I am planning on making a giant batch of garam masala and putting them in 1/2 pint canning jars. I'll probably make some sort of label with a recipe* I make often with it. The recipe for the spice mixture I use is from here, but there are so many variations you can choose one that sounds right for you.

*plain yogurt, juice from a lemon, chopped garlic, ginger, habanero (as much of each as you'd like), salt, tablespoon or so of the garam masala in a gallon bag with a package of boneless skinless chicken thighs. Marinate anywhere from 2 hours to overnight. Grill. Enjoy.

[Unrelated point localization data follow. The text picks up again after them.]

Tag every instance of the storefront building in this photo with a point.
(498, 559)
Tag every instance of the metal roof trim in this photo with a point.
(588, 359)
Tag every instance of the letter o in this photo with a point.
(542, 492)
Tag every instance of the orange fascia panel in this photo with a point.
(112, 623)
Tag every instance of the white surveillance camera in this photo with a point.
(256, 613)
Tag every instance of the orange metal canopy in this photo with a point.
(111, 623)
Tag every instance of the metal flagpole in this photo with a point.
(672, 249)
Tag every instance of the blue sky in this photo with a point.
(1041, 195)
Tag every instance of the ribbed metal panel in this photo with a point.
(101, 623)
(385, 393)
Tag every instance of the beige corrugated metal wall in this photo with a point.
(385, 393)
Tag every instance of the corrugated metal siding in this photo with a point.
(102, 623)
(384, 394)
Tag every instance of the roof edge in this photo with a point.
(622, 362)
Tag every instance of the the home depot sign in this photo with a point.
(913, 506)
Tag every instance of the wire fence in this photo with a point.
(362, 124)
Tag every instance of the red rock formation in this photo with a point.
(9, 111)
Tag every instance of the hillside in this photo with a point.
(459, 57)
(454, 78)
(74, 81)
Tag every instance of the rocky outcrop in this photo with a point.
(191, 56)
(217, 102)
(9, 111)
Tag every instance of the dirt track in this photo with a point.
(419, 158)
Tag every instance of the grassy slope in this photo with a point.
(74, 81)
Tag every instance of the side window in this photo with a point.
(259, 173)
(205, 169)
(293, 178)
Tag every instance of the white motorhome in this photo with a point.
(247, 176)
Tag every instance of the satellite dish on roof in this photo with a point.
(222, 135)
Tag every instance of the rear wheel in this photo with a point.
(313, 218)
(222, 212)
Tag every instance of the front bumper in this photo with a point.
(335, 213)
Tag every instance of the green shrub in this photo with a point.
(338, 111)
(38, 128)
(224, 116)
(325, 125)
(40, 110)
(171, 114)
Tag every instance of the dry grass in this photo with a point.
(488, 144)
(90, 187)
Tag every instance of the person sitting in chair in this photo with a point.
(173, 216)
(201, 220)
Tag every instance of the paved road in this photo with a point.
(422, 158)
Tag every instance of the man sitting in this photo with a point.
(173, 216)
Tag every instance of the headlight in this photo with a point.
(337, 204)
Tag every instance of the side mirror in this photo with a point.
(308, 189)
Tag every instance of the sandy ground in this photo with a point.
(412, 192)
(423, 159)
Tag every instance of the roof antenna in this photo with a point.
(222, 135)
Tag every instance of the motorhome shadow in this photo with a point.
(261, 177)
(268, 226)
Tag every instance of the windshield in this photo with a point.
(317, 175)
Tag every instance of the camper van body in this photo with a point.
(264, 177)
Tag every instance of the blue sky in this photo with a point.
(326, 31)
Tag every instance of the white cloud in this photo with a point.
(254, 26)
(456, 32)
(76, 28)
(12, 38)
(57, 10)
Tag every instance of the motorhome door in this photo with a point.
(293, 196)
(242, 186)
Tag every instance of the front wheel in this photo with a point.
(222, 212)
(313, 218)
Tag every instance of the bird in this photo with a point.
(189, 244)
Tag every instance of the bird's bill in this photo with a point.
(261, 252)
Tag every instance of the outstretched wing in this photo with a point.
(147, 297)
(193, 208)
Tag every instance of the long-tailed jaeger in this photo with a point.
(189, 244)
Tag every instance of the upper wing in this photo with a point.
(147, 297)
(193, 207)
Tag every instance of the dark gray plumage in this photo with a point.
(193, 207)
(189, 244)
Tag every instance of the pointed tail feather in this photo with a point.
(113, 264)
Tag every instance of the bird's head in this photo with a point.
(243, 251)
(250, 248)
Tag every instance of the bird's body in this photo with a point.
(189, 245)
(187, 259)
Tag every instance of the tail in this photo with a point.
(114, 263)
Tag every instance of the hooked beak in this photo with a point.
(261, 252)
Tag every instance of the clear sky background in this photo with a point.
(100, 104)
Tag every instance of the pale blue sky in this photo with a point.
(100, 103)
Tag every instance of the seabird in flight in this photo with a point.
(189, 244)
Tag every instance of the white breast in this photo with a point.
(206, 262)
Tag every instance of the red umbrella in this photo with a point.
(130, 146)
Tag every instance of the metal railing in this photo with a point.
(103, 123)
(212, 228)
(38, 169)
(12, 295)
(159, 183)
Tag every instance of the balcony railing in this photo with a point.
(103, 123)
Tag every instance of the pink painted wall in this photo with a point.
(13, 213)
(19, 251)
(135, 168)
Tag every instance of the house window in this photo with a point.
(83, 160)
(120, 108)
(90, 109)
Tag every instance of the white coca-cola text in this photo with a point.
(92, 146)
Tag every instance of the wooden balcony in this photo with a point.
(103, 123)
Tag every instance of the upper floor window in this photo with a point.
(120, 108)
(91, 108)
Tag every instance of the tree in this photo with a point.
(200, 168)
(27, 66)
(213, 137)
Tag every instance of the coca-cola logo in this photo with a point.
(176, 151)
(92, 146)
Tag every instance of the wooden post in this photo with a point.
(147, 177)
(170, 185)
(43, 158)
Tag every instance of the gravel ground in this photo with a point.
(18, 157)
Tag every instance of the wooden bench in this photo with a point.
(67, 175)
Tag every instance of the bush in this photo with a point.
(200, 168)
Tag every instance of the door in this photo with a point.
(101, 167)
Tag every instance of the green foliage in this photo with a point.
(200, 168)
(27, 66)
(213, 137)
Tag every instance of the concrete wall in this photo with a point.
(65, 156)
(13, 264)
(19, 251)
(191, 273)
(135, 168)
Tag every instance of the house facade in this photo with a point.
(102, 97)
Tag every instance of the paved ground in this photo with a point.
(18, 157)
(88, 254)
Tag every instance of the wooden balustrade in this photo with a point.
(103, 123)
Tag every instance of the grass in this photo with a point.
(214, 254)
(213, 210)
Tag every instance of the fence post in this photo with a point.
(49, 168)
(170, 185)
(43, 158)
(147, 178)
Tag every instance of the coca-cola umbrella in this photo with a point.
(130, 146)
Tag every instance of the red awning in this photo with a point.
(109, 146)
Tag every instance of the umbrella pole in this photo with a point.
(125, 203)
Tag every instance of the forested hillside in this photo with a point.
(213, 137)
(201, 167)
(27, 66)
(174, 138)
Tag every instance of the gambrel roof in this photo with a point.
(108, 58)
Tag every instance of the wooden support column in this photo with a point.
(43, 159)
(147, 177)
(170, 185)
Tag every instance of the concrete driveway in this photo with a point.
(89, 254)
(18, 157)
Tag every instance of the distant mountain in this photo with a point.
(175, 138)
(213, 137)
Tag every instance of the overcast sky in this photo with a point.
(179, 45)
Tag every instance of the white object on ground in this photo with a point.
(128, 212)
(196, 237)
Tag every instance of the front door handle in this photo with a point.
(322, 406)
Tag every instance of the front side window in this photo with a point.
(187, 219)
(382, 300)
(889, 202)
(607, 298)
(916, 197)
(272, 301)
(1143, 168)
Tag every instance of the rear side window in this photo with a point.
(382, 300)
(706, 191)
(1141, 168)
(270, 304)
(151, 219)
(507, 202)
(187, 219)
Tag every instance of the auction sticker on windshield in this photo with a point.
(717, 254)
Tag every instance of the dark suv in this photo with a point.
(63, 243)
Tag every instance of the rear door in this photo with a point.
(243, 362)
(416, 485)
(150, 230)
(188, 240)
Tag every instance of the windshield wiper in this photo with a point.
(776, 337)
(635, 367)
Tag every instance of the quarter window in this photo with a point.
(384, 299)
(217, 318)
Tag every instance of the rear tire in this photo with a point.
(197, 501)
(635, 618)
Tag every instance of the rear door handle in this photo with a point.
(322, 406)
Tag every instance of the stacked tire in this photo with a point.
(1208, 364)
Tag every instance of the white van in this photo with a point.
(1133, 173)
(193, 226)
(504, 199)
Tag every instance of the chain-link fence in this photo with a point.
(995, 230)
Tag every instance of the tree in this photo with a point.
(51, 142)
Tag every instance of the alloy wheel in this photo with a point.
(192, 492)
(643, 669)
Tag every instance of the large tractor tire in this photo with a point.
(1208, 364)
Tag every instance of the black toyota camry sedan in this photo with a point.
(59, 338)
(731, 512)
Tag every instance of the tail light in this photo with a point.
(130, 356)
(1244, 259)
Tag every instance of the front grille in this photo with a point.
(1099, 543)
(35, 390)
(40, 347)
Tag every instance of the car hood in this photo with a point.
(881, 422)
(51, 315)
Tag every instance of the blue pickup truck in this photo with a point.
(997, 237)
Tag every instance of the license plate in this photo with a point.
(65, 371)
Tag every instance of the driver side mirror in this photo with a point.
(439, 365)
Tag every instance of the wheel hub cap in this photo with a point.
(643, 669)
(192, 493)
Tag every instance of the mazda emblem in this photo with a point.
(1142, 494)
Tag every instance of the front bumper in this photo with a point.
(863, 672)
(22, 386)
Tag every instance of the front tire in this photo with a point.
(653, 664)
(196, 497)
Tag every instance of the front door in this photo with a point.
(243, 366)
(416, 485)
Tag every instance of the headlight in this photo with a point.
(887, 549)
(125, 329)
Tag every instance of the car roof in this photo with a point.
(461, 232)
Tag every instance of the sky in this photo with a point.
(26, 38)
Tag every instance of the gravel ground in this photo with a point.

Also great as part of a rub for pulled pork or tri-tip.

posted by waitangi at 3:15 PM on November 5, 2009


One year I made homemade soup mixes and put them in quart canning jars with ribbons around the lids. There were quite a few different kinds - french onion, 12 bean, noodle, etc. Everyone loved these. I attached a tag that said how much to mix up for one cup at a time or how much the whole jar would make and whether they needed to add anything else.
posted by garnetgirl at 3:22 PM on November 5, 2009


I've spoken the words "tastes like Christmas" in reference to rosemary, and I'm a fan of rosemary-infused vinegar (white wine vinegar or red wine vinegar).
posted by RobinFiveWords at 3:49 PM on November 5, 2009


In RobinFiveWords' vein, Ina Garten (a.k.a. the Barefoot Contessa)'s Rosemary Cashews rule, and couldn't be simpler. I've never given them as gifts, but whenever I take them to Christmas dinner parties I become very popular fast and end up being forced to give up the recipe by the end of the night to everyone there. I don't know how long they'd keep--they're best warm--but...
posted by ifjuly at 9:32 PM on November 5, 2009 [2 favorites]


Cheese. I would cry with joy if ever presented with homemade cheese.
posted by emeiji at 9:36 PM on November 5, 2009


It would probably require investment in a dehydrator, but what about making packages of dried apples or other dried fruits?